有限元算法在声波方程数值模拟中的频散分析

Dispersion analysis for the finite element algorithm in acoustic wave equation numerical simulation

  • 摘要: 针对有限元算法在地震波数值模拟中的数值频散问题,利用集中质量矩阵双线性插值有限元算法,推导了二维声波方程的频散函数.在此基础上采用定量分析方法,对比分析了网格纵横长度比变化时的入射方向、空间采样间隔、地震波频率以及地层速度对数值频散的影响.数值算例和模型正演结果表明:当采用集中质量矩阵双线性插值有限元算法时,为了有效地压制数值频散,在所使用震源子波的峰值频率对应的波长内,采样点数目应不少于20个;减小网格长度的纵横比可以有效地抑制入射角(波传播方向与z轴的夹角)较小的地震波的数值频散;地震波频率越高,传播速度越慢,频散越严重,尤其是当相速度与其所对应的频率比值小于2倍空间采样间隔时,不仅会出现严重的数值频散,还会出现假频现象.

     

    Abstract: This paper focuses on the dispersion problems of finite element algorithm in numerical simulation of seismic wave, and the dispersion function of two-dimensional acoustic wave equation is derived by employing lumped mass matrix and bilinear interpolation finite element algorithm. And, we compared quantitatively the effect of incident direction with the variable ratio of vertical to horizontal grid, spatial sampling interval, seismic wave frequency, and formation velocity on numerical dispersion.

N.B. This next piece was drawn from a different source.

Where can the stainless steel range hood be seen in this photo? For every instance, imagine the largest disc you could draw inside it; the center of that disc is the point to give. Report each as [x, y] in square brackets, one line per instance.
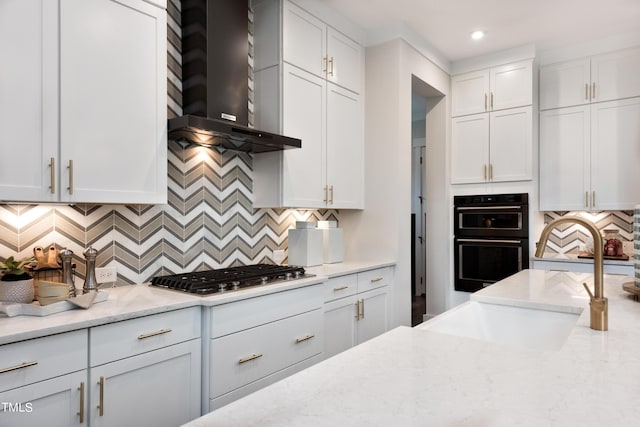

The numerical examples and the forward modeling indicate, if we want to suppress the numerical dispersion effectively, it should not be less than 20 samples within the wavelength corresponding to peak frequency of source wavelet; reducing the ratio of vertical to horizontal grid can suppress the numerical dispersion with small incident angle (the angle between the direction of wave propagation and the z axis) remarkably; the slower the propagation velocity of the seismic wave with higher frequency, the more serious its dispersion is; when the ratio of phase velocity to the corresponding frequency is less than twice of spatial sampling interval, not only the numerical dispersion becomes very serious, but also the aliasing phenomenon will happen.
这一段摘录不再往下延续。